What if Christians talked more about decency than morality, about what is normal than about what is righteous or God glorifying? Sure, we have churches to talk about the demands of God’s law and how believers glorify God. But, as 2kers are wont to point out, persuading non-Christians to embrace Christian morality sans regeneration or the means of grace seems to be bass ackward.
Does that leave us without a case for those sexual and family aspects of public policy or social life that so animate religious conservatives? It certainly leaves us without a moral high ground. But it’s not as if that high ground doesn’t look to non-Christians like a moral high horse.
So why not take a page from Joseph Epstein? His first collection of short stories about Jewish life in Chicago included one that revolved around a non-observant Jewish businessman meeting his daughter, who had just had an abortion, for dinner to express his disapproval. Part of dinner conversation went like this:
“Daddy, did you really expect me not to sleep with anyone while I was in college?”
“No,” he said, “I guess I didn’t really expect that, but I wouldn’t have minded if you hadn’t. I would have minded a hell of a lot less than I do about what has happened.”
The waitress set down their food. “Enjoy,” she said.
“You still haven’t told me why this bugs you so much, Daddy. Do you think your daughter is now, somehow, damaged goods?”
“I don’t know as I would put it that way, baby, but maybe I do. But not in the way you might think.”
“I think it’s a goddamned damaging thing for a girl to have had an abortion at nineteen,” he said, more emphatically than he had intended. He looked across the aisle at the two old broads and the expressionless face of the senile old gent, and hoped they hadn’t heard him.
“Look, Deb,” he said, talking more softly now, “if you’ve had an abortion at nineteen, what’ve you got planned for twenty-four, or thirty-one, or forty-two?”
“What do you mean?”
“I mean that, for the first time, as a result of what’s happened, I can imagine a terrible life for you. A life of confusion and sadness and heartbreak.

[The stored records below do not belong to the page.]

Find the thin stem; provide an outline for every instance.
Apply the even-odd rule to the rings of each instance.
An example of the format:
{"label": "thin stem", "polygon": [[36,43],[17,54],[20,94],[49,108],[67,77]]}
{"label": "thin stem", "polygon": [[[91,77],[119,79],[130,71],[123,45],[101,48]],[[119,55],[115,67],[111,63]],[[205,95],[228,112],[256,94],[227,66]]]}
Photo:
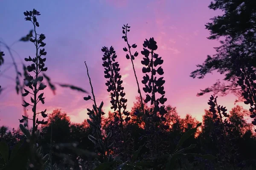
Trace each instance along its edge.
{"label": "thin stem", "polygon": [[90,85],[91,86],[92,89],[92,94],[93,94],[93,101],[94,102],[94,105],[96,108],[97,108],[97,105],[96,104],[96,100],[95,99],[95,96],[94,96],[94,93],[93,93],[93,85],[92,85],[92,82],[91,81],[90,77],[89,75],[89,71],[88,70],[88,67],[87,67],[87,65],[86,62],[84,61],[84,64],[85,64],[85,67],[86,67],[86,70],[87,70],[87,75],[89,78],[89,82],[90,82]]}
{"label": "thin stem", "polygon": [[146,122],[146,119],[145,117],[145,115],[144,111],[144,104],[143,103],[143,100],[142,99],[142,95],[141,95],[141,91],[140,91],[140,85],[139,84],[139,81],[138,81],[138,78],[137,78],[137,75],[136,75],[136,71],[135,71],[135,69],[134,68],[134,65],[133,62],[133,61],[132,58],[132,55],[131,53],[131,46],[129,44],[129,42],[128,42],[128,38],[127,37],[127,28],[126,27],[125,29],[125,37],[126,37],[126,42],[127,44],[127,45],[128,45],[128,48],[129,49],[129,53],[130,53],[130,56],[131,57],[131,64],[132,65],[132,68],[133,69],[134,72],[134,76],[135,76],[135,79],[136,79],[136,82],[137,83],[137,86],[138,86],[138,93],[140,94],[140,102],[141,102],[141,109],[142,110],[143,115],[143,119],[144,119],[144,122],[145,123],[145,128],[146,129],[147,128],[147,123]]}
{"label": "thin stem", "polygon": [[[34,17],[34,14],[33,15],[33,17]],[[35,39],[36,40],[35,41],[35,48],[36,49],[36,73],[35,73],[35,79],[38,79],[38,40],[37,40],[37,34],[36,33],[36,31],[35,29],[35,22],[33,22],[33,25],[34,25],[34,31],[35,32]],[[37,105],[37,102],[36,102],[36,97],[37,94],[38,93],[37,91],[37,83],[35,84],[35,89],[34,90],[34,113],[33,115],[33,129],[32,130],[32,135],[35,135],[35,118],[36,116],[36,105]]]}

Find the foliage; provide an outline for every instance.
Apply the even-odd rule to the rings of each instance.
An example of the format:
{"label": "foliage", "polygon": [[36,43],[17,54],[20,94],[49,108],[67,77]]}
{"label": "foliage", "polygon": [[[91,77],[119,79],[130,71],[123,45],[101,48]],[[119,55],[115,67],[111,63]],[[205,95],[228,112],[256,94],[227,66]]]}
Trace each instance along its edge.
{"label": "foliage", "polygon": [[[215,48],[217,53],[213,57],[207,56],[202,64],[197,65],[198,68],[192,71],[190,76],[203,79],[207,74],[217,71],[221,74],[225,74],[224,80],[227,84],[218,80],[212,87],[201,90],[198,95],[210,92],[215,95],[220,93],[226,95],[232,93],[240,96],[241,88],[236,82],[236,67],[234,60],[250,62],[253,68],[256,66],[256,3],[250,0],[214,0],[209,8],[224,12],[212,18],[212,22],[206,25],[206,29],[210,33],[208,38],[215,40],[224,37],[225,40],[220,41],[221,46]],[[241,60],[240,56],[243,53],[245,57]]]}
{"label": "foliage", "polygon": [[[226,36],[227,38],[222,46],[217,48],[218,53],[214,59],[216,62],[211,63],[212,58],[209,57],[204,65],[199,66],[201,70],[192,73],[192,76],[199,76],[202,78],[207,73],[212,71],[212,68],[220,69],[222,73],[229,71],[226,80],[234,83],[232,85],[236,88],[239,85],[241,87],[231,90],[238,93],[242,91],[240,95],[245,100],[244,103],[250,104],[251,108],[248,111],[237,106],[229,114],[226,107],[218,104],[217,97],[212,95],[208,103],[210,109],[205,110],[201,129],[199,127],[202,123],[192,116],[187,114],[181,118],[176,108],[164,105],[167,101],[163,87],[165,81],[163,77],[157,76],[164,74],[160,66],[163,60],[155,53],[157,45],[153,37],[144,41],[143,51],[141,51],[144,56],[141,61],[144,66],[142,72],[145,74],[142,81],[144,85],[143,90],[146,94],[143,99],[133,62],[139,54],[136,51],[132,54],[131,51],[131,49],[136,48],[137,45],[134,44],[131,46],[128,42],[127,33],[131,28],[128,24],[122,27],[124,34],[122,38],[128,46],[123,50],[128,53],[126,58],[131,60],[139,94],[131,115],[126,109],[127,99],[125,98],[120,68],[116,61],[117,55],[112,46],[109,49],[103,47],[102,51],[104,53],[102,59],[105,77],[107,79],[105,84],[110,93],[113,113],[110,112],[108,117],[104,117],[103,102],[97,106],[85,62],[93,97],[88,95],[84,99],[93,102],[92,109],[87,109],[89,117],[87,121],[81,124],[73,123],[67,113],[60,109],[50,113],[47,113],[46,109],[37,111],[38,103],[44,103],[42,91],[47,85],[43,81],[46,80],[54,92],[55,88],[44,73],[47,70],[44,64],[46,59],[44,57],[47,54],[44,48],[46,44],[43,41],[45,36],[36,31],[39,26],[37,17],[40,14],[35,9],[24,12],[25,20],[32,23],[33,29],[20,41],[33,42],[35,47],[35,55],[34,57],[29,56],[25,58],[26,62],[31,62],[27,66],[23,65],[23,75],[17,73],[17,79],[23,76],[25,88],[24,88],[23,92],[23,86],[19,80],[17,81],[16,85],[17,92],[21,92],[23,97],[30,96],[30,102],[24,99],[22,105],[26,108],[31,106],[32,115],[32,118],[29,115],[22,115],[17,131],[13,129],[11,132],[7,127],[0,128],[0,169],[255,169],[256,138],[251,129],[252,125],[256,125],[254,82],[256,76],[255,67],[249,64],[251,60],[248,59],[250,58],[248,53],[250,55],[253,53],[244,48],[252,40],[250,37],[253,37],[250,35],[253,24],[250,20],[255,19],[250,15],[254,14],[255,10],[251,7],[254,6],[255,4],[246,0],[239,3],[233,0],[229,3],[222,0],[215,1],[209,7],[214,10],[224,9],[225,13],[222,17],[214,18],[213,23],[207,24],[207,28],[212,30],[209,38],[214,39],[221,36]],[[249,8],[249,5],[252,6]],[[233,19],[234,16],[238,18]],[[240,17],[244,17],[246,23]],[[229,26],[234,27],[235,21],[239,26],[235,30],[225,25],[228,23]],[[244,39],[239,42],[241,47],[238,47],[237,42],[242,37]],[[225,48],[227,47],[230,50],[225,51],[227,49]],[[242,48],[247,51],[241,52]],[[220,64],[221,55],[227,57],[226,63]],[[0,65],[3,63],[3,53],[0,51]],[[228,68],[227,65],[231,61],[232,64]],[[234,70],[236,71],[233,72]],[[17,71],[18,73],[17,70]],[[87,93],[72,85],[56,84]],[[216,84],[214,87],[218,88],[219,85]],[[227,88],[233,86],[224,87],[222,89],[208,89],[203,93],[222,91],[224,93],[222,94],[224,94],[228,91]],[[150,105],[148,106],[147,103],[149,102]],[[244,119],[244,116],[249,114],[253,119],[252,125],[247,123]],[[38,120],[39,115],[47,120]],[[32,121],[31,130],[26,128],[29,120]]]}

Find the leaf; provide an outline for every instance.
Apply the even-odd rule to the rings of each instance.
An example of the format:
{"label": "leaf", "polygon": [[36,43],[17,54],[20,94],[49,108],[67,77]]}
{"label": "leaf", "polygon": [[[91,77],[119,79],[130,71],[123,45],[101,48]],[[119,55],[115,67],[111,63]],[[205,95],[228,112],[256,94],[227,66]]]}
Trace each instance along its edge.
{"label": "leaf", "polygon": [[10,161],[12,161],[14,159],[15,156],[17,155],[20,148],[23,142],[23,140],[21,140],[19,141],[18,143],[13,147],[12,150],[12,153],[11,153],[11,156],[10,157]]}
{"label": "leaf", "polygon": [[90,95],[88,95],[88,97],[84,97],[84,100],[86,100],[86,101],[89,100],[91,99],[91,97]]}
{"label": "leaf", "polygon": [[189,150],[189,149],[194,148],[196,146],[196,145],[195,144],[191,144],[189,146],[185,147],[185,148],[181,149],[181,150],[175,152],[175,154],[180,153],[181,152],[184,152],[185,150]]}
{"label": "leaf", "polygon": [[25,128],[23,125],[20,124],[20,128],[23,133],[24,133],[28,139],[30,138],[30,133],[29,131]]}
{"label": "leaf", "polygon": [[87,91],[85,91],[82,88],[75,86],[73,85],[70,85],[63,84],[59,84],[59,83],[58,84],[58,85],[62,87],[69,88],[72,90],[77,90],[78,91],[81,91],[81,92],[82,92],[83,93],[87,93]]}
{"label": "leaf", "polygon": [[153,162],[150,161],[140,161],[134,163],[134,165],[142,167],[151,168],[154,165],[154,164]]}
{"label": "leaf", "polygon": [[27,34],[27,35],[21,37],[21,38],[20,39],[20,41],[23,42],[29,41],[30,38],[33,36],[33,34],[32,34],[32,33],[33,30],[32,29],[29,31],[29,33]]}
{"label": "leaf", "polygon": [[125,52],[126,52],[128,50],[127,50],[127,48],[126,48],[126,47],[125,47],[123,48],[123,50],[125,51]]}
{"label": "leaf", "polygon": [[109,168],[114,164],[116,163],[116,161],[112,161],[108,162],[105,162],[100,164],[98,167],[96,167],[93,170],[108,170]]}
{"label": "leaf", "polygon": [[137,45],[136,45],[135,44],[134,44],[132,45],[131,45],[131,46],[133,48],[135,48],[136,47],[137,47]]}
{"label": "leaf", "polygon": [[131,158],[132,162],[134,162],[135,161],[135,160],[138,157],[138,156],[140,153],[140,151],[141,151],[141,149],[144,146],[144,144],[143,145],[140,146],[140,147],[139,147],[139,149],[138,149],[138,150],[137,150],[137,151],[136,152],[135,152],[133,154],[133,155],[132,156],[132,158]]}
{"label": "leaf", "polygon": [[187,140],[193,133],[195,133],[196,131],[196,130],[198,127],[201,126],[202,125],[202,123],[198,123],[196,127],[194,128],[193,129],[191,129],[189,130],[188,131],[186,132],[184,135],[181,137],[181,138],[179,141],[179,143],[176,146],[175,149],[175,152],[176,152],[178,149],[181,146],[183,143],[186,140]]}
{"label": "leaf", "polygon": [[[19,148],[17,147],[17,150],[15,154],[12,156],[12,152],[11,156],[12,159],[9,160],[8,164],[3,169],[3,170],[26,170],[27,162],[29,160],[29,144],[25,140],[22,140],[21,146]],[[15,147],[16,147],[16,146]],[[15,148],[13,149],[14,150]]]}
{"label": "leaf", "polygon": [[4,140],[0,142],[0,155],[7,164],[9,159],[9,147]]}
{"label": "leaf", "polygon": [[210,154],[201,155],[198,153],[187,153],[186,155],[194,157],[199,157],[209,160],[213,160],[216,159],[215,156]]}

And it terrifies me.”
“Why do you think that?”
“Maybe an abortion is a solution to the problem of a pregnancy, but I suspect that it brings its own problems. It isn’t as tidy as it sounds; I suspect that it takes its toll. Once you undergo something like this, your opinion of yourself changes, maybe in small little ways, but it changes. Maybe, because of something like this, you no longer think so well of yourself. Maybe it becomes easier to do more foolish things.”
“I don’t think that’s true, Daddy.”
“I hope it isn’t, sweetheart, I really do hope it isn’t.”
“But what could I have done?”
“You probably did all that you could do, but I think you may be making a big mistake if you think you got away with it. An abortion, anyhow one of this kind, is a dreary and common and pretty crummy thing.”
“What do you want, Daddy?” She had only been picking at her food, but now she gave up even doing that. Tears were in her eyes. Harry remembered her in braces.
“What I want you can’t give me, Deborah. What I want isn’t even reasonable. I want you back the way you were before this happened.”
“What I am supposed to do?” she asked.
“I don’t know what you’re supposed to do. The world is slipping away, my sweet girl, and there’s evidently not much any of us can do about it. But I don’t have to like it. And I especially don’t have to like my kid becoming a part of it.”
If we can join with all (how many?) those people who think abortion who think not that it is a violation of the sixth commandment but “crummy,” would social standards be higher? Maybe.